When our search for functional and performance comparisons of these different implementations drew a blank, we simply wrote our own to test JVM based implementations, and as we’re nice people we open sourced the code and published the results in a microsite.

The functional comparison is achieved by running each implementation through the standard set of test cases. This covers core required functionality and optional features.

The performance comparison is achieved by benchmarking each implementation using the Java Micro-benchmarking Harness.

The site auto-updates as new versions of the libraries under test are released, and we’re actively encouraging new validator implementations to be added to the test.

The site is linked to from the implementations page on the JSON Schema website.

Note: Project Bowtie is looking to provide functional comparison of all validator implementations, not just JVM based ones. Bowtie was unknown to us when we started writing our own comparison and, at the time of writing, doesn’t cover the optional functional tests.

Comparison conclusions

Feature comparison

The latest functional results can be viewed on the microsite.

The two graphs visualise the overall number of tests each implementation successfully handles in the draft versions it supports.

Optional validator functionality
Required validator functionality

At the time of writing, the top three implementations for required functionality are DevHarrel, Medeia and ScheamFriend.

  • DevHarrel only supports the latest two schema drafts, DRAFT_2020-12 and DRAFT_2019_09, and doesn’t score so well for optional features.
  • Medeia only supports older schema drafts, up to DRAFT_7.
  • SchemaFriend supports all versions of the JSON Schema and scores well in both required and optional functionality.

To our mind, SchemaFriend wins in the feature comparison.

Performance comparison

The latest performance results can be viewed on the microsite.

The performance comparison benchmarks two different use-cases.

  • The first validate benchmark runs each implementation the functional test suite.
  • The second serde benchmark runs each implementation through serialising a simple Java object to JSON and back, validating the JSON.

The graphs below capture the essence of the results, covering the latest and an older draft specification. More information is available on the microsite.

Validator performance DRAFT-2020-12
Validator performance DRAFT-7
Serde performance DRAFT-2020-12
Serde performance DRAFT-7

At the time of writing, benchmarking of older schema drafts highlighted Medeia and Everit as clear winners. For the more up-to-date schema drafts, Skema, DevHarrel and SchemaFriend lead the pack.
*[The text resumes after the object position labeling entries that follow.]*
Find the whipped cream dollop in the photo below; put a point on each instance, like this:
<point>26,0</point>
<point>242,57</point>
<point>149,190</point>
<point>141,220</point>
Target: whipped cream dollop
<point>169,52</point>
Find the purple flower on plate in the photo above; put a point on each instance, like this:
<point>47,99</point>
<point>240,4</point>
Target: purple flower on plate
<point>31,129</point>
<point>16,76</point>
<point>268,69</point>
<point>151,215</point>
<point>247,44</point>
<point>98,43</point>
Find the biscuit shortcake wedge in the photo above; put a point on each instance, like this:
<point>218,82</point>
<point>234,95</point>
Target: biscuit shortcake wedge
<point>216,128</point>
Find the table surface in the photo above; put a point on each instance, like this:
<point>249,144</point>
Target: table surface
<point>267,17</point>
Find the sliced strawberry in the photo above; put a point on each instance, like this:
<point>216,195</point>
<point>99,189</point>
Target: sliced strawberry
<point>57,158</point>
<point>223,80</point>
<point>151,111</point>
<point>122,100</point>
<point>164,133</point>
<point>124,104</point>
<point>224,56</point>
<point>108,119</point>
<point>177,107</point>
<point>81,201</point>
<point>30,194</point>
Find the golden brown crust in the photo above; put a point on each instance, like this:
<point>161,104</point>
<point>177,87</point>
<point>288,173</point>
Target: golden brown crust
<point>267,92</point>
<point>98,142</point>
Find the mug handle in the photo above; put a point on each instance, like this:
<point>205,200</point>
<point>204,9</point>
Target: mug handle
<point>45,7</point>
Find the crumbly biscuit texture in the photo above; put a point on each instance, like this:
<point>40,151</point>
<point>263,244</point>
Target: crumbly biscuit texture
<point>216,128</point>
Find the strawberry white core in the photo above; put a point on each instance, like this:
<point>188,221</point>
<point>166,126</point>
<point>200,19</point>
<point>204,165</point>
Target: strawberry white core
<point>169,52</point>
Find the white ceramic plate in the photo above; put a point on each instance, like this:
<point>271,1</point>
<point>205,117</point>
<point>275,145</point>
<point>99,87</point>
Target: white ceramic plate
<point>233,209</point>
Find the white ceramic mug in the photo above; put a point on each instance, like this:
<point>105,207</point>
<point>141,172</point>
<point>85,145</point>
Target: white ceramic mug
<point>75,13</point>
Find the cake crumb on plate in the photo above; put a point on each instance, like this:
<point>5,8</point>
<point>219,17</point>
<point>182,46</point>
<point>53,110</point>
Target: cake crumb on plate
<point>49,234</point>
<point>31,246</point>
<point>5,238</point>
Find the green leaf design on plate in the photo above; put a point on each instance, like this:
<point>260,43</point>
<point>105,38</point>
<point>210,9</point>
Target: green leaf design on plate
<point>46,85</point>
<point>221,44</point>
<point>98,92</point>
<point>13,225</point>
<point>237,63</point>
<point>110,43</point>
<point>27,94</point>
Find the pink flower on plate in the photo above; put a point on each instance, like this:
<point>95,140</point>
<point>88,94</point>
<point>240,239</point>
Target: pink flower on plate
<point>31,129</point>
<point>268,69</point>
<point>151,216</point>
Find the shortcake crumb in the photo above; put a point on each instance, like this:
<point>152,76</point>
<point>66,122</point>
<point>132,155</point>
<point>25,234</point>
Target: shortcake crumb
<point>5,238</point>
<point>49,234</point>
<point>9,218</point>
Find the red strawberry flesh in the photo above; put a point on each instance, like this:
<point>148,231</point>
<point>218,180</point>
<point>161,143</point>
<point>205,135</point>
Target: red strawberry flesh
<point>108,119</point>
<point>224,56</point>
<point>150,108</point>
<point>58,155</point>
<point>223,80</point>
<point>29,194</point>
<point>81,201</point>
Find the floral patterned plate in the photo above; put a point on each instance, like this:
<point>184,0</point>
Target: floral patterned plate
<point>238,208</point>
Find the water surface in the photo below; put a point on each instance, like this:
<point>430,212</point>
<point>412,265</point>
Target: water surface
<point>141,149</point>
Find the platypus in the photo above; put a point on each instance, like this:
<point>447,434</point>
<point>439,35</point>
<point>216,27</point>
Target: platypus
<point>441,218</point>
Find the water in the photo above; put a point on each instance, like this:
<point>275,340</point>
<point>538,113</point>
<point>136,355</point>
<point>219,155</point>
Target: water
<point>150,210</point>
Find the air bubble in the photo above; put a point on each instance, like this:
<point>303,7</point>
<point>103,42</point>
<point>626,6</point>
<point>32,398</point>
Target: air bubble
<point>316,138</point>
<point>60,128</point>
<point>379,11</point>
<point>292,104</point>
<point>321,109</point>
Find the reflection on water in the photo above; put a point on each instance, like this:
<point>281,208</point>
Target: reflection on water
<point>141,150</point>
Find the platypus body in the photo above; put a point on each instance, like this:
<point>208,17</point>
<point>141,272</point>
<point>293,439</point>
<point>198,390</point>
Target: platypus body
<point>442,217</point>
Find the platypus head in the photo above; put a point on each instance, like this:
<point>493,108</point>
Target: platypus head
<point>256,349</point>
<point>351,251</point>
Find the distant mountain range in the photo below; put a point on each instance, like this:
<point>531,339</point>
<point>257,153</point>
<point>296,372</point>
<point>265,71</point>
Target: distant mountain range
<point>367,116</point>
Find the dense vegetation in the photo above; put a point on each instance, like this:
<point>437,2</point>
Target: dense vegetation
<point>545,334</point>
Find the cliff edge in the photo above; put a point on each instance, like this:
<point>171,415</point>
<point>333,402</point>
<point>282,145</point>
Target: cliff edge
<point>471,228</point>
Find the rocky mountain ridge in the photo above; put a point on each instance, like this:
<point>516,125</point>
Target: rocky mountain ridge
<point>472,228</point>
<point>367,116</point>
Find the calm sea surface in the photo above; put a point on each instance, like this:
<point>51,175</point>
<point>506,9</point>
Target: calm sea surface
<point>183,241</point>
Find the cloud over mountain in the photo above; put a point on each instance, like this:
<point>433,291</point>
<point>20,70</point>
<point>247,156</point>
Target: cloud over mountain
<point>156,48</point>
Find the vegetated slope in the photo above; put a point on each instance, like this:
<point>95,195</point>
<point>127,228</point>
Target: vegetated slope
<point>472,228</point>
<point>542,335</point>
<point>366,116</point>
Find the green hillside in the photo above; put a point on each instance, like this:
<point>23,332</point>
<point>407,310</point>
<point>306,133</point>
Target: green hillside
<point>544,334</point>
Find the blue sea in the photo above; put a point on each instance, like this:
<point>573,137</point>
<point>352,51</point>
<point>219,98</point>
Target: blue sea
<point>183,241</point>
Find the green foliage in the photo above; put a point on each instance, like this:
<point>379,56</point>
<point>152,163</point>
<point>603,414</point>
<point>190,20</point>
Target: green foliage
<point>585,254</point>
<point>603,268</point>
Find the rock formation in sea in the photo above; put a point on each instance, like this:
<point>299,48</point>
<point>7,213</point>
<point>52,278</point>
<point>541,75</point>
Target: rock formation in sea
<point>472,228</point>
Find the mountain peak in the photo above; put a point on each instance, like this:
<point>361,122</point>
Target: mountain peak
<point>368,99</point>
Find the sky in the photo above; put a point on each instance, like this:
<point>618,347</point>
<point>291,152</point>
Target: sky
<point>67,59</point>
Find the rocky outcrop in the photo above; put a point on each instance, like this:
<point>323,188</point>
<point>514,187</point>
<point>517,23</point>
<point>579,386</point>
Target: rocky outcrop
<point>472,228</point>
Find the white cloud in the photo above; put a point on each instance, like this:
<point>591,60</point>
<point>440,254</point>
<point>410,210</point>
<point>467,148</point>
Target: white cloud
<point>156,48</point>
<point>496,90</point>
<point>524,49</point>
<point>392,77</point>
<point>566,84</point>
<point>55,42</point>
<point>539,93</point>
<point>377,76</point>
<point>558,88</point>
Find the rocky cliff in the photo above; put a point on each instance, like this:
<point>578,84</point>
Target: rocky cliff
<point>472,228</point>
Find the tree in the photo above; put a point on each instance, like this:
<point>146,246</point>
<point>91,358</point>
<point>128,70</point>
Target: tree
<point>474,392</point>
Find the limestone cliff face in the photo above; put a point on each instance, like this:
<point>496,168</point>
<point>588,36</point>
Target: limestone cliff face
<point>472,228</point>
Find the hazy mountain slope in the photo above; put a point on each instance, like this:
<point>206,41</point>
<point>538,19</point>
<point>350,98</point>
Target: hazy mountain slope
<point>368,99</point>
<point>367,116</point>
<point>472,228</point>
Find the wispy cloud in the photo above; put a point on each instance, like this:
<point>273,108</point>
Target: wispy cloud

Interestingly, the general cost of validation seems to have increased as the JSON schema specification has evolved. This is likely due to more things being possible, but is a slightly worrying trend as it looks to have increased the cost even for the same simple use-case.

To our mind, for pure speed Medeia is hard to beat, and indeed we have used it successfully in previous companies. Unfortunately, it looks to be an inactive project and only supports up to DRAFT_7.

For newer draft versions, the winners would be Skema and DevHarrel and SchemaFriend

Conclusions

Hopefully this comparison is useful. The intended use-case will likely dictate which implementation(s) are suitable for you.

For its wide-ranging schema draft version support and being near the top in both functional and performance comparisons, SchemaFriend looks to be a great general-purpose validator library.

If your use-case requires ultimate speed, doesn’t require advanced features or support for the later draft specifications, and you’re happy with the maintenance risk associated with them, then either Medeia or Everit may be the implementation for you.

It’s worth pointing out that Confluent’s own JSON serde internally use Everit, which may mean they’ll be helping to support it going forward, and may mean this is the best choice for you if other parts of your system already use Confluent’s serialisers and hence compatability with Everit’s functionality is key.

Note: The author of this post and the repository is not affiliated with any of the implementations covered.